By now, we’ve all heard this from at least one person in our life: “I’m not worried about catching COVID-19 because I’m young.” That’s the rationale given by the spring breakers partying on the beaches, the travellers taking advantage of cheap deals, or the young professionals crowding the bars.
But being young and healthy isn’t a “Get Out of Jail Free” pass. Young and healthy people can get the coronavirus, and when they do, they can also end up in the hospital, at higher rates than what experts originally expected.
In an early analysis, released by the CDC on March 18, adults between the ages of 20 to 54 made up 38% of the 508 known hospitalizations. Of the confirmed deaths, 20% have been individuals between 20 and 64. Being elderly may put a person at higher risk, but that still doesn’t mean everyone else will be fine.
COVID-19 is serious. For the mild to moderate cases, symptoms range from cold-like symptoms to pneumonia that doesn’t require oxygen. That’s the best case scenario. The worst case scenario, you’ll need to go to the hospital. So far, within the U.S., one out of every eight confirmed cases has required hospitalisation.
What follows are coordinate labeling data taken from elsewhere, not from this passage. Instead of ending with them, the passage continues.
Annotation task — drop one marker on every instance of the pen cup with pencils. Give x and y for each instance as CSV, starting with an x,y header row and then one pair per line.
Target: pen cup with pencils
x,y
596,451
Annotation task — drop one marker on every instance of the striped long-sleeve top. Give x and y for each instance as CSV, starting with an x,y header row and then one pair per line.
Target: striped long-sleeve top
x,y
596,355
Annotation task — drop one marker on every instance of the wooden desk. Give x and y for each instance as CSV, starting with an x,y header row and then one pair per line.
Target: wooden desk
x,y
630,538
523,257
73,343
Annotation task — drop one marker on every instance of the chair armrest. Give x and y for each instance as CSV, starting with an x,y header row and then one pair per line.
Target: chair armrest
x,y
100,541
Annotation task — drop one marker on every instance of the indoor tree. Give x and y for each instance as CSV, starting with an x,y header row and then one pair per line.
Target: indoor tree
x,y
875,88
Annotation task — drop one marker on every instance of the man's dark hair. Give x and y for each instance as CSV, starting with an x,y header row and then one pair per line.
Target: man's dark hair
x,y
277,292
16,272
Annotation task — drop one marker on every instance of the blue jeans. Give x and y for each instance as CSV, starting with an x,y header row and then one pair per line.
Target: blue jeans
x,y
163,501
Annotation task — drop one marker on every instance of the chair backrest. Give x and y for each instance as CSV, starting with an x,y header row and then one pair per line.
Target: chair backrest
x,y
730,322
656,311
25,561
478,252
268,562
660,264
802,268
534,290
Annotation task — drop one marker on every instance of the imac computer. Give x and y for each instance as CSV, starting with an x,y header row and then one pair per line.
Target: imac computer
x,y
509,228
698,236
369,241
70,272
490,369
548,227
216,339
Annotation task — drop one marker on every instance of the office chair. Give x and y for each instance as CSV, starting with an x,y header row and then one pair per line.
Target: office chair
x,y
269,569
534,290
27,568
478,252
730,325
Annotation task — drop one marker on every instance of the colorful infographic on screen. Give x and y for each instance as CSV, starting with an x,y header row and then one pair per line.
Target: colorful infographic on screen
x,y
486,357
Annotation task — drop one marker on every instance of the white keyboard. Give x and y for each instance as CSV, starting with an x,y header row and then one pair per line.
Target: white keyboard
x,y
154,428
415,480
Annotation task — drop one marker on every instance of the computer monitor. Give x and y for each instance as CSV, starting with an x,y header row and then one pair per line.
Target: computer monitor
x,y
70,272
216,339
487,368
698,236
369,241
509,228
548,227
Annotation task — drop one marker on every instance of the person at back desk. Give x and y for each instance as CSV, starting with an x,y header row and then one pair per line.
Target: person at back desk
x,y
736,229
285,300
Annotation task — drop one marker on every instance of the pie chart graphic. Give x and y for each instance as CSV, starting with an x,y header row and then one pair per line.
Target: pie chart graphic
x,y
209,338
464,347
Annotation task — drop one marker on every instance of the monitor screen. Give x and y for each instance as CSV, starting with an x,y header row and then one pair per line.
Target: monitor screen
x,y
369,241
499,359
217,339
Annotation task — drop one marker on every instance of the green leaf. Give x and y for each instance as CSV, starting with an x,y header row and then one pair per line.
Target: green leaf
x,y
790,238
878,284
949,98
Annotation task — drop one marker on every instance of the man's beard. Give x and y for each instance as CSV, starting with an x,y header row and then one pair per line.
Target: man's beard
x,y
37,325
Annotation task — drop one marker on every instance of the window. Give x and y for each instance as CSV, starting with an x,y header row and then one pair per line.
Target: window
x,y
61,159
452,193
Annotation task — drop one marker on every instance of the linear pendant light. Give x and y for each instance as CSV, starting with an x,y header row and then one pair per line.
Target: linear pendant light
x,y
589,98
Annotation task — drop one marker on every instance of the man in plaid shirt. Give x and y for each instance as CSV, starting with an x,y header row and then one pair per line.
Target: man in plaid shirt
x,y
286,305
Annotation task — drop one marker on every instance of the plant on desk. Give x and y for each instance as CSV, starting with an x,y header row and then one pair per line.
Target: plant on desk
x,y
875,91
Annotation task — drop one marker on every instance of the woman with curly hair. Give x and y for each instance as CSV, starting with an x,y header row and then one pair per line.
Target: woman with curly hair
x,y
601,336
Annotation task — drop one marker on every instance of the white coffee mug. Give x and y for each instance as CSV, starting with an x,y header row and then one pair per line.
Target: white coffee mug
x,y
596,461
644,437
Remember how hard it was finding toilet paper or bottled water? Remember going to seven different stores, while cursing hoarders who bought up the entire supply? Remember the collective rage at the guy who bought 17,700 bottles of hand sanitizer?
What if someone you care about gets sick with COVID-19 and instead of needing toilet paper, they need a ventilator in order to breathe? If the rate of infection continues at the current rate, that is the future we are looking at, where there aren’t enough hospital beds or ventilators for everyone who needs one.
That’s why we need to wash our hands. That’s why we need to disinfect our homes. That’s why we have to practice social distancing. Slowing the spread of COVID-19 means hospitals means we will have the necessary infrastructure, including enough doctors, nurses and medical supplies, to treat the critically ill.